I destroyed all of that when I left. Torn apart not just our marriage, but the extended family we built together.
"Elena," Adrien said as I reached for the car door handle. His voice was softer now, almost hesitant. "What we found tonight... This is bigger than a missing person case. If Miguel stumbled onto something involving international money laundering and human trafficking, the people responsible won't hesitate to kill to protect themselves."
"I know." My voice came out barely.
"I meant what I said earlier. I'm going to help you find him. But I need you to promise me something."
I turned to face him fully, and noticed how the early morning light caught the gold flecks in his dark eyes that I once memorized.

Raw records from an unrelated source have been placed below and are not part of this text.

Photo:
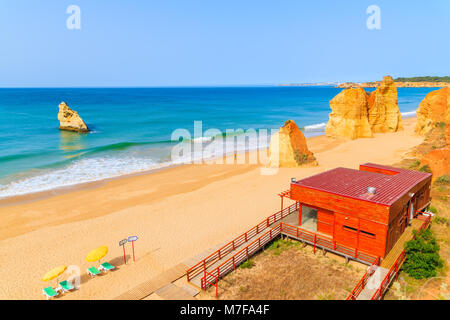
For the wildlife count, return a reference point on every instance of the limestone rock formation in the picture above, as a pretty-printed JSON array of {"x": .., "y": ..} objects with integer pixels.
[
  {"x": 70, "y": 120},
  {"x": 384, "y": 115},
  {"x": 447, "y": 123},
  {"x": 439, "y": 161},
  {"x": 357, "y": 114},
  {"x": 348, "y": 117},
  {"x": 433, "y": 109},
  {"x": 288, "y": 147}
]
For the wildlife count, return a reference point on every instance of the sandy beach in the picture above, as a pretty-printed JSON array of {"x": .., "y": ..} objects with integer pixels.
[{"x": 176, "y": 213}]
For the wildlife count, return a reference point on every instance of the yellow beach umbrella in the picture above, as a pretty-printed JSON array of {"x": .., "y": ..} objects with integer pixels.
[
  {"x": 97, "y": 254},
  {"x": 54, "y": 273}
]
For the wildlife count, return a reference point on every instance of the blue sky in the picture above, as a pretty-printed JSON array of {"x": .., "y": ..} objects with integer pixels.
[{"x": 209, "y": 42}]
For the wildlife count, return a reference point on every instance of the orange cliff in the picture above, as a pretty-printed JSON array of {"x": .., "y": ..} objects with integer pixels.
[
  {"x": 288, "y": 147},
  {"x": 70, "y": 120},
  {"x": 432, "y": 110},
  {"x": 435, "y": 109},
  {"x": 357, "y": 114},
  {"x": 384, "y": 115}
]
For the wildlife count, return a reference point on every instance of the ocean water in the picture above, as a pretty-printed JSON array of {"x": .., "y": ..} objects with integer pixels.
[{"x": 132, "y": 127}]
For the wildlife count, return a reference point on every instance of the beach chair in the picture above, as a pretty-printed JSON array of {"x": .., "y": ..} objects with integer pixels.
[
  {"x": 50, "y": 292},
  {"x": 66, "y": 286},
  {"x": 106, "y": 266},
  {"x": 93, "y": 271}
]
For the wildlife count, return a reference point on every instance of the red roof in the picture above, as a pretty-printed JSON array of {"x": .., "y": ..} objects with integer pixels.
[{"x": 353, "y": 183}]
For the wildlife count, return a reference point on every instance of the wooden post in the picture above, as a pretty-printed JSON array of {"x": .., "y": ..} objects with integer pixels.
[{"x": 315, "y": 237}]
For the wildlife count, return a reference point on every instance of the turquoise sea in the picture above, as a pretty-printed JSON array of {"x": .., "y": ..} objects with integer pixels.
[{"x": 132, "y": 127}]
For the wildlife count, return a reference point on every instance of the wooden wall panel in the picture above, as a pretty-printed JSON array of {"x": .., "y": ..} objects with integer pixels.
[
  {"x": 336, "y": 203},
  {"x": 325, "y": 219}
]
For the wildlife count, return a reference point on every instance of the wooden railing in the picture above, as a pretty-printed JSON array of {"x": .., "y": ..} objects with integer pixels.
[
  {"x": 363, "y": 282},
  {"x": 313, "y": 238},
  {"x": 241, "y": 256},
  {"x": 205, "y": 282},
  {"x": 393, "y": 271},
  {"x": 202, "y": 265}
]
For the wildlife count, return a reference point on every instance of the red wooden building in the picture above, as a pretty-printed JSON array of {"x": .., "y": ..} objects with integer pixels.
[{"x": 366, "y": 209}]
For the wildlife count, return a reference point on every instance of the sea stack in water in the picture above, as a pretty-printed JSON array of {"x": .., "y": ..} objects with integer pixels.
[
  {"x": 348, "y": 117},
  {"x": 384, "y": 115},
  {"x": 432, "y": 110},
  {"x": 70, "y": 120},
  {"x": 357, "y": 114},
  {"x": 288, "y": 148}
]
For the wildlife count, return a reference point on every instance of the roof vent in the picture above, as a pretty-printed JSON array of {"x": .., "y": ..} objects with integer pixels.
[{"x": 371, "y": 190}]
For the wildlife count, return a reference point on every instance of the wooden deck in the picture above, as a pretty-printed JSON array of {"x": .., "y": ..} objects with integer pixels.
[
  {"x": 196, "y": 280},
  {"x": 399, "y": 246}
]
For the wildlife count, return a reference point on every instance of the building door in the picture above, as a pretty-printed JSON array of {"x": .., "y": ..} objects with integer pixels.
[{"x": 309, "y": 218}]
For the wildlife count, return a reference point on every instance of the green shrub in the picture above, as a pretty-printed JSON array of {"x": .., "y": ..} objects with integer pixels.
[
  {"x": 440, "y": 220},
  {"x": 422, "y": 255},
  {"x": 247, "y": 264},
  {"x": 300, "y": 158}
]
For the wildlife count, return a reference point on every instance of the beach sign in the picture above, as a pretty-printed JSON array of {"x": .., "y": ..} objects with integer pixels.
[
  {"x": 132, "y": 239},
  {"x": 122, "y": 243}
]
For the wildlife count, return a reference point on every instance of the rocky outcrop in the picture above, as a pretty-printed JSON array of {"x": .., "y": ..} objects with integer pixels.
[
  {"x": 357, "y": 114},
  {"x": 348, "y": 117},
  {"x": 432, "y": 110},
  {"x": 398, "y": 84},
  {"x": 439, "y": 161},
  {"x": 70, "y": 120},
  {"x": 288, "y": 147},
  {"x": 384, "y": 115}
]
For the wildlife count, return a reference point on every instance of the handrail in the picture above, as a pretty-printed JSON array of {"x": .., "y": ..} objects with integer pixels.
[
  {"x": 216, "y": 284},
  {"x": 322, "y": 241},
  {"x": 396, "y": 266},
  {"x": 234, "y": 261},
  {"x": 230, "y": 246}
]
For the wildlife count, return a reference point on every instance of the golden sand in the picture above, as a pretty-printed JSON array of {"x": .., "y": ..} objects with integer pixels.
[{"x": 177, "y": 213}]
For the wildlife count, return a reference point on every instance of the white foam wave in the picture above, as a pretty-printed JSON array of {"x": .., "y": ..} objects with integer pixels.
[
  {"x": 80, "y": 171},
  {"x": 95, "y": 169}
]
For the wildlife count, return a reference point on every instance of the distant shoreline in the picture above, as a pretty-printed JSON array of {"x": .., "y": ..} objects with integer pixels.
[{"x": 344, "y": 85}]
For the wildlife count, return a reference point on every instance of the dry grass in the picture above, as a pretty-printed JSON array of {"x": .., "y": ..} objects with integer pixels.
[
  {"x": 438, "y": 288},
  {"x": 288, "y": 271}
]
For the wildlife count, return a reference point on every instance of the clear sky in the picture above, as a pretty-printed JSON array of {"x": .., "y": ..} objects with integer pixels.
[{"x": 226, "y": 42}]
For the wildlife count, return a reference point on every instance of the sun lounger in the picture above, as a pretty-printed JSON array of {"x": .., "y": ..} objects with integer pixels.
[
  {"x": 93, "y": 271},
  {"x": 106, "y": 266},
  {"x": 50, "y": 292},
  {"x": 66, "y": 286}
]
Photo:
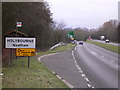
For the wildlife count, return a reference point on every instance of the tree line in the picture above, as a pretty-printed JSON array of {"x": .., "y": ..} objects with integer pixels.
[{"x": 38, "y": 22}]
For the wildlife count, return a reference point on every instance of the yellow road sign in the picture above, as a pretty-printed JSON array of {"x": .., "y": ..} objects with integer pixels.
[{"x": 25, "y": 52}]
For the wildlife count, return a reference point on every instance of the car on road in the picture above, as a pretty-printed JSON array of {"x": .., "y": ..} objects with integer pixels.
[
  {"x": 80, "y": 43},
  {"x": 107, "y": 41}
]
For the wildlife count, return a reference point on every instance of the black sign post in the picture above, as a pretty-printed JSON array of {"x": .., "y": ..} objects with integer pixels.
[{"x": 28, "y": 61}]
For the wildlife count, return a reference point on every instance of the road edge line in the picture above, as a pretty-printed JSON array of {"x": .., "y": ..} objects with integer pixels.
[{"x": 67, "y": 83}]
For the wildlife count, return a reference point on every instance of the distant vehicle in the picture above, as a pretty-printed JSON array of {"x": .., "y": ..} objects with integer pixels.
[
  {"x": 102, "y": 37},
  {"x": 81, "y": 43},
  {"x": 106, "y": 41}
]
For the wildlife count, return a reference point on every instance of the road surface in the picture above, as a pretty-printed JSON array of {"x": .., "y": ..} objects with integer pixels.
[
  {"x": 86, "y": 66},
  {"x": 116, "y": 44}
]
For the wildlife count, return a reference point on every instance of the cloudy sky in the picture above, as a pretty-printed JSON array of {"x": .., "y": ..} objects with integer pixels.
[{"x": 84, "y": 13}]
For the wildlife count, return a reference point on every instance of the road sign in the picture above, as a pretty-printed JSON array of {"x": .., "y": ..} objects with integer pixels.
[
  {"x": 25, "y": 52},
  {"x": 19, "y": 24},
  {"x": 16, "y": 42}
]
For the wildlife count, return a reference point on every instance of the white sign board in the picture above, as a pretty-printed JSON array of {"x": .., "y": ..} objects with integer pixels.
[{"x": 16, "y": 42}]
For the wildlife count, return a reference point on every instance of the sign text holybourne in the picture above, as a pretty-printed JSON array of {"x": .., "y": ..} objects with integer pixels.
[{"x": 16, "y": 42}]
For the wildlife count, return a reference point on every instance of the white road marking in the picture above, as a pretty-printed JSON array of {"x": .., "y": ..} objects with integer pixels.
[
  {"x": 87, "y": 79},
  {"x": 68, "y": 84},
  {"x": 94, "y": 53},
  {"x": 80, "y": 70},
  {"x": 89, "y": 85},
  {"x": 112, "y": 60},
  {"x": 83, "y": 75},
  {"x": 102, "y": 56},
  {"x": 1, "y": 74},
  {"x": 75, "y": 48}
]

"No more going off on your own," he said firmly. "No more investigating without backup. If we're going to do this, we do it together. I can't..." He stopped, struggling with words. "I can't lose anyone else."
The admission hung between us, heavy with the weight of everything we had lost, our baby, our marriage, three years we could never get back. I wanted to reach out and touch his face, to comfort him the way I used to when his vulnerabilities showed through his protective exterior.
Instead, I nodded. "Together," I agreed.
As I walked toward the hotel entrance, I could feel Adrien watching until I was safely inside. Old habits, I told myself. But deep down, I knew it was more than that. Despite everything I had done to him, despite his engagement to another woman, some part of Adrien Sterling still considered me his to protect.
And God help me, some part of me still wanted to be.